Use Cases Developing new features in the jeremylongshore repository Refactoring existing code to follow jeremylongshore standards Understanding and working with jeremylongshore's codebase structure
Install Guide 2 steps 1 2 Install inside Ananke
Click Install Skill, paste the link below, then press Install.
https://github.com/jeremylongshore/claude-code-plugins-plus-skills/tree/main/plugins/saas-packs/exa-pack/skills/exa-performance-tuning Skill Snapshot Auto scan of skill assets. Informational only.
Valid SKILL.md Checks against SKILL.md specification
Source & Community
Updated At Mar 11, 2026, 05:33 AM
Skill Stats
SKILL.md 133 Lines
Total Files 1
Total Size 4.8 KB
License MIT
---
name: exa-performance-tuning
description: |
Optimize Exa API performance with caching, batching, and connection pooling.

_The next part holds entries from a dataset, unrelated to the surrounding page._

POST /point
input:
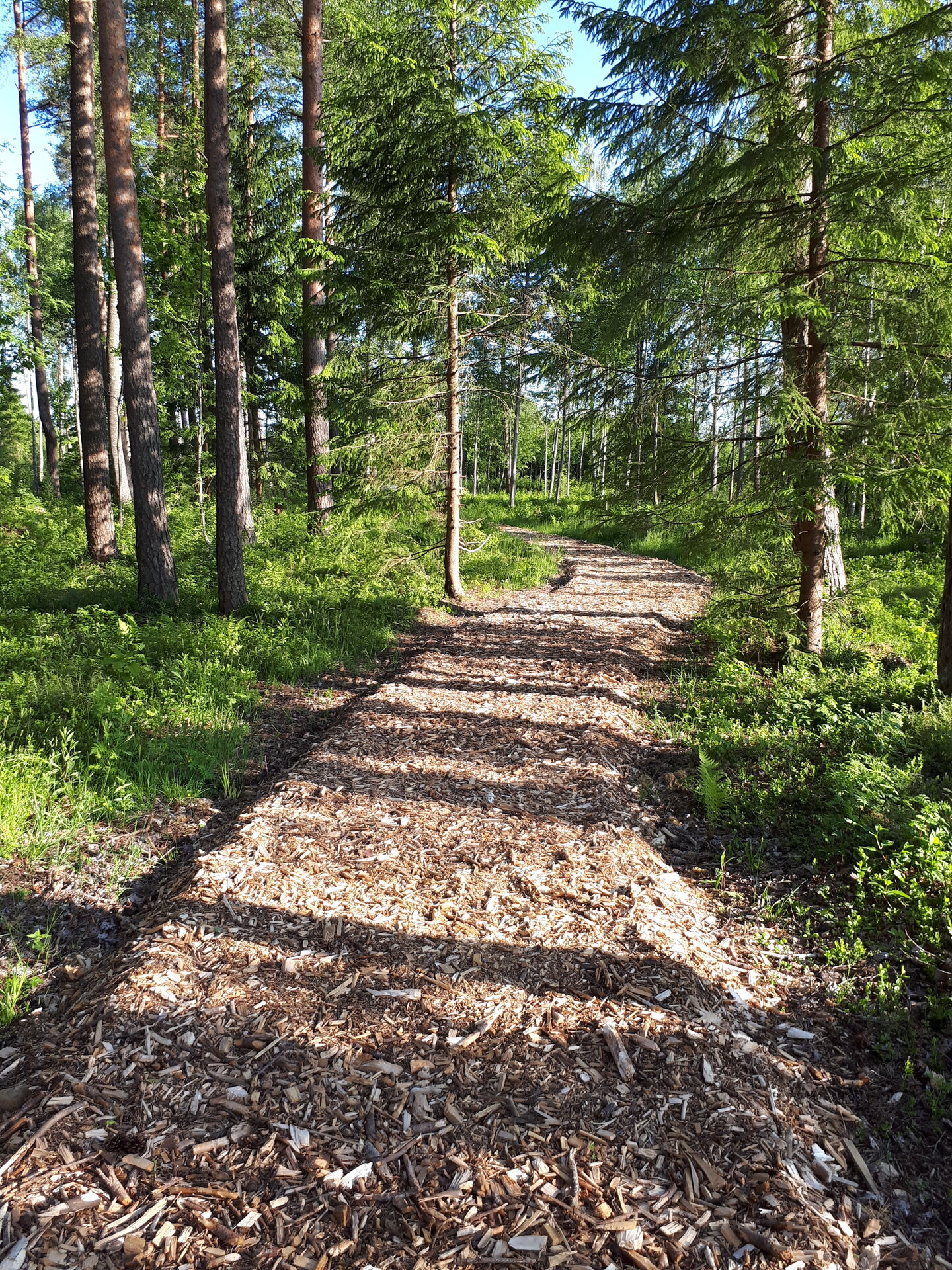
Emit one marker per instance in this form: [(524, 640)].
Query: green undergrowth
[(106, 709), (848, 759)]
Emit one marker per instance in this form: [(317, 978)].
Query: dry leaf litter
[(440, 1000)]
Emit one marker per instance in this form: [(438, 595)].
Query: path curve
[(380, 1025)]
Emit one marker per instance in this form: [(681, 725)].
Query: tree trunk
[(320, 498), (945, 658), (36, 314), (451, 554), (91, 388), (118, 444), (230, 494), (514, 448), (157, 570), (834, 571), (813, 527), (452, 581), (715, 427), (254, 426), (756, 456)]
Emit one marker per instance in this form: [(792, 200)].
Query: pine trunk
[(945, 658), (118, 440), (451, 554), (514, 451), (230, 493), (93, 421), (315, 349), (813, 529), (36, 314), (452, 581), (154, 559)]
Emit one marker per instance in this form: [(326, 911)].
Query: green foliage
[(16, 988), (103, 710), (710, 788), (847, 759)]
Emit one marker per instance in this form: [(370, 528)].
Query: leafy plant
[(711, 788)]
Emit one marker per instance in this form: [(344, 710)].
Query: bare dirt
[(457, 988)]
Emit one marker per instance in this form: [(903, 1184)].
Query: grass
[(847, 760), (107, 710)]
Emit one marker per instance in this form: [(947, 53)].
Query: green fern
[(711, 786)]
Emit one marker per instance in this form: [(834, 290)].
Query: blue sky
[(584, 74)]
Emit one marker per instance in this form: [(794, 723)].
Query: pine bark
[(314, 346), (813, 531), (118, 436), (154, 559), (945, 657), (230, 494), (36, 313), (514, 450), (451, 554), (452, 582), (93, 421)]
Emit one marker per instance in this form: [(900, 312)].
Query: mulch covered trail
[(442, 999)]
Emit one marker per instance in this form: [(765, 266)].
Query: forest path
[(368, 1028)]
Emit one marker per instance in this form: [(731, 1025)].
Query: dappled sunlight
[(452, 990)]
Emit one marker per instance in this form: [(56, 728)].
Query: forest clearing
[(476, 636)]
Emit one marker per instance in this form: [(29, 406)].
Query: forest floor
[(456, 990)]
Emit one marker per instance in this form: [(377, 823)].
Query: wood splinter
[(622, 1060)]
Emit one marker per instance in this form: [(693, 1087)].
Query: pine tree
[(95, 429), (36, 313), (154, 559), (230, 491)]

Use when experiencing slow API responses, implementing caching strategies,
or optimizing request throughput for Exa integrations.
Trigger with phrases like "exa performance", "optimize exa",
"exa latency", "exa caching", "exa slow", "exa batch".
allowed-tools: Read, Write, Edit
version: 1.0.0
license: MIT
author: Jeremy Longshore <jeremy@intentsolutions.io>
compatible-with: claude-code, codex, openclaw
---
# Exa Performance Tuning
## Overview
Optimize Exa AI search API response times and throughput for production RAG pipelines and search integrations. Exa search latency varies by type: keyword search (200-500ms), neural search (500-2000ms), and auto mode (300-1500ms).
## Prerequisites
- Exa API integration (`exa-js` SDK or REST API)
- Cache infrastructure (Redis or in-memory LRU)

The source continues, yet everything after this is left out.